Lors des travaux de la mission commune d’information sur le Mediator, le principe de précaution a fait l’objet d’un important débat, et toutes les interventions se sont conclues de la même façon : le doute doit systématiquement profiter au patient, afin d’éviter la survenue de drames sanitaires aux conséquences importantes.
Il faut donc impérativement faire en sorte que l’agence chargée de la sécurité sanitaire soit dotée non seulement des moyens, mais aussi des fondements légaux lui permettant de prévenir un risque, même lorsque celui-ci n’est que potentiel, dès lors que les études scientifiques ou les alertes lancées par les professionnels de santé ou les patients témoignent d’un lien probable entre l’utilisation de certains médicaments et la survenue de certaines pathologies ou d’effets indésirables.
Cet amendement a donc pour objet de transposer dans notre droit une recommandation, visant à appliquer ce principe de précaution au domaine pharmaceutique, du rapport intitulé « La réforme du système du médicament, enfin », adopté, je tiens à le rappeler, à l’unanimité des membres de la mission commune d’information.
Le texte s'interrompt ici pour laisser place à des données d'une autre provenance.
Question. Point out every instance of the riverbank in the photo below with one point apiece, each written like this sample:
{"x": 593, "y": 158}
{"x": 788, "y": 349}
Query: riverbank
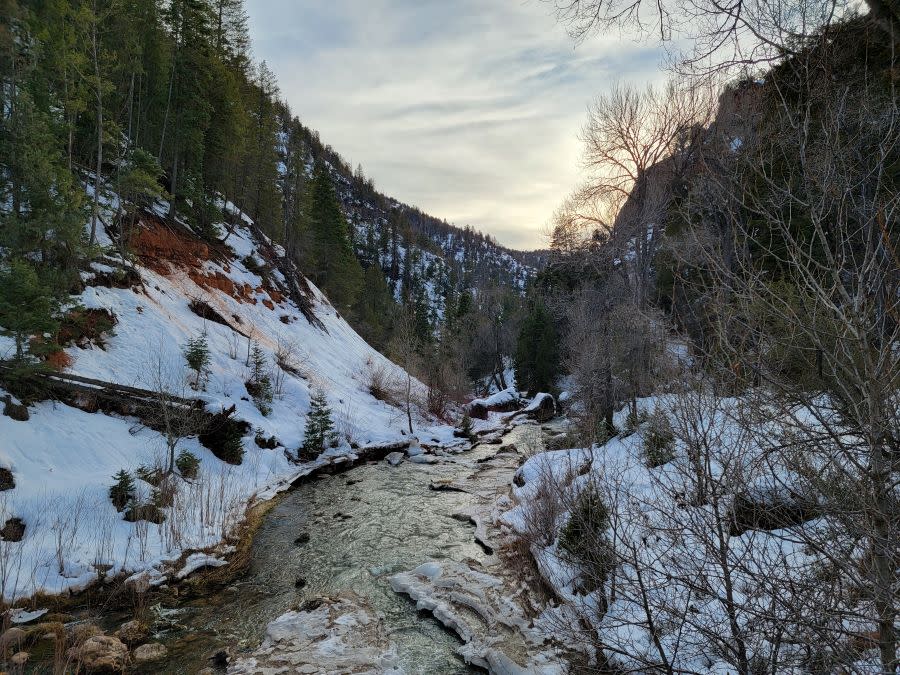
{"x": 483, "y": 589}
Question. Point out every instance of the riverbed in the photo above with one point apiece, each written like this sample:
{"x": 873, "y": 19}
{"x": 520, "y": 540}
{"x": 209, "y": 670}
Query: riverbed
{"x": 339, "y": 533}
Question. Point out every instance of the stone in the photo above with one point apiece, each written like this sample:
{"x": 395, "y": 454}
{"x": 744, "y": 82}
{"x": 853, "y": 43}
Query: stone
{"x": 221, "y": 658}
{"x": 101, "y": 654}
{"x": 13, "y": 530}
{"x": 14, "y": 411}
{"x": 542, "y": 408}
{"x": 334, "y": 635}
{"x": 82, "y": 631}
{"x": 150, "y": 652}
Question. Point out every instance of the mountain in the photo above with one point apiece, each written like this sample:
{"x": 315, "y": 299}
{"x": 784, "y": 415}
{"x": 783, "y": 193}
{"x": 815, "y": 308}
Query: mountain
{"x": 419, "y": 254}
{"x": 273, "y": 342}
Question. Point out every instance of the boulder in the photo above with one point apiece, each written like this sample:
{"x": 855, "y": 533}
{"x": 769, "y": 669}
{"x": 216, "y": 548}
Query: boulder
{"x": 503, "y": 401}
{"x": 150, "y": 652}
{"x": 82, "y": 631}
{"x": 149, "y": 512}
{"x": 101, "y": 654}
{"x": 12, "y": 637}
{"x": 14, "y": 411}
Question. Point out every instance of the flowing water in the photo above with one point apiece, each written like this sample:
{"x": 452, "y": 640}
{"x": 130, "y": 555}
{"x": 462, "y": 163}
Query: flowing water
{"x": 363, "y": 526}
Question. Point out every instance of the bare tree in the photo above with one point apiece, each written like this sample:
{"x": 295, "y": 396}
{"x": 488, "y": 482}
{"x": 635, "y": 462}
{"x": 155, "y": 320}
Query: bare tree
{"x": 721, "y": 36}
{"x": 807, "y": 309}
{"x": 405, "y": 346}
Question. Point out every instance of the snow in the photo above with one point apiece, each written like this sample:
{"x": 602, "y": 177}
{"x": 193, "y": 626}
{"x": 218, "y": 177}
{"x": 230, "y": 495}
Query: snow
{"x": 341, "y": 635}
{"x": 474, "y": 605}
{"x": 645, "y": 501}
{"x": 63, "y": 458}
{"x": 504, "y": 397}
{"x": 197, "y": 561}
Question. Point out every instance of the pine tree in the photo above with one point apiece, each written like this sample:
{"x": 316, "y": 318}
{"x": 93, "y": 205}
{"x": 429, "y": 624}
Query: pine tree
{"x": 331, "y": 261}
{"x": 196, "y": 353}
{"x": 319, "y": 432}
{"x": 138, "y": 187}
{"x": 45, "y": 220}
{"x": 27, "y": 306}
{"x": 260, "y": 383}
{"x": 122, "y": 493}
{"x": 537, "y": 351}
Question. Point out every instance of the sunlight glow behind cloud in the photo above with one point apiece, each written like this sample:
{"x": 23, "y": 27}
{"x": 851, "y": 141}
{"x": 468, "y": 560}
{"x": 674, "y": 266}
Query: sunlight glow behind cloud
{"x": 467, "y": 109}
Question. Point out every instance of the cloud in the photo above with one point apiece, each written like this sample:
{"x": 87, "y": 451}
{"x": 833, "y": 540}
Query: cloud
{"x": 468, "y": 109}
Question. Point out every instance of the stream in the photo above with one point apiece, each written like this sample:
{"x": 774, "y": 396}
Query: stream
{"x": 362, "y": 525}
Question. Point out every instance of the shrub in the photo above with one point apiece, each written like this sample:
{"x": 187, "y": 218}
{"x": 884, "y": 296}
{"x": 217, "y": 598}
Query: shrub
{"x": 633, "y": 420}
{"x": 225, "y": 438}
{"x": 583, "y": 539}
{"x": 121, "y": 493}
{"x": 658, "y": 440}
{"x": 379, "y": 383}
{"x": 152, "y": 475}
{"x": 188, "y": 464}
{"x": 231, "y": 448}
{"x": 465, "y": 426}
{"x": 149, "y": 512}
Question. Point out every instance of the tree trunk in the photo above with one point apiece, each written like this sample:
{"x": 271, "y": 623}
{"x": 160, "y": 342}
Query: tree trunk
{"x": 95, "y": 207}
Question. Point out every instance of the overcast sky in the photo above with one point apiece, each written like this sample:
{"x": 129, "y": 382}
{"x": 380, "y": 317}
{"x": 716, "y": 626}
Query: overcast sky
{"x": 468, "y": 109}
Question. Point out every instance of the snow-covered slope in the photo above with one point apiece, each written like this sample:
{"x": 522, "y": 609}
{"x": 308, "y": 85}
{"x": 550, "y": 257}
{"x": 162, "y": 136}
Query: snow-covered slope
{"x": 63, "y": 458}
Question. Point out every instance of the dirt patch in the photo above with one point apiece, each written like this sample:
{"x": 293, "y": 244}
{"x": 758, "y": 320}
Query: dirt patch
{"x": 58, "y": 360}
{"x": 160, "y": 246}
{"x": 84, "y": 327}
{"x": 204, "y": 311}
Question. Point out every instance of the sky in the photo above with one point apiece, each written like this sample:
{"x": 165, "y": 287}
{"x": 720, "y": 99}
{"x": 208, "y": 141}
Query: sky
{"x": 469, "y": 109}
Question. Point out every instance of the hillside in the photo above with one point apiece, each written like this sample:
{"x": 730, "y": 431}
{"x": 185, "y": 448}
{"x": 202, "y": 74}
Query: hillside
{"x": 129, "y": 325}
{"x": 423, "y": 258}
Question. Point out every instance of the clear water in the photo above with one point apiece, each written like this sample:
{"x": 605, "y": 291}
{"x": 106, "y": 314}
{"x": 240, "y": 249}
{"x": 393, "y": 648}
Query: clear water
{"x": 363, "y": 526}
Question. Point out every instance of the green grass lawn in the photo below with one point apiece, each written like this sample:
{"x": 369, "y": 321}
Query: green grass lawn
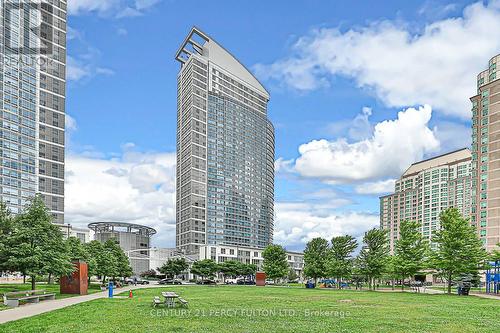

Cela reviendra à reconnaître l’application du principe de précaution aux autorisations de mise sur le marché.
Concrètement, il s’agit de proportionner le niveau de preuve requis pour la suspension ou le retrait de l’AMM à l’efficacité du médicament en cause, en prévoyant que les médicaments de très faible utilité puissent être facilement retirés du marché en cas de doute sur leur innocuité.
On nous oppose souvent le cadre juridique européen. S’il est vrai que celui-ci est contraignant, il est aujourd’hui inopérant et il faudra bien que le Gouvernement engage avec nos partenaires européens des négociations pour transposer à l’échelon européen les mécanismes dont nous nous dotons. En effet, le Tribunal de première instance des Communautés européennes, le TPICE, a déjà rendu, le 26 novembre 2002, une décision précisant que, au regard de l’article 174 du traité instituant la Communauté européenne, « dans le domaine de la santé publique, le principe de précaution implique que, lorsque des incertitudes subsistent quant à l’existence ou à la portée de risques pour la santé des personnes, l’autorité compétente peut prendre les mesures nécessaires sans avoir à attendre que la réalité et la gravité de ces risques soient pleinement démontrées sur le plan scientifique et médical ».
J’insiste sur le fait que l’article 7 du projet de loi se borne à prévoir la suspension ou le retrait de l’AMM lorsque le médicament est nocif, c’est-à-dire s’il a déjà été établi qu’il présente un risque pour la santé. Notre amendement vise à ce que le principe de précaution s’applique, conformément à la décision précitée, et que le doute profite au patient, sans attendre la survenue d’un drame sanitaire.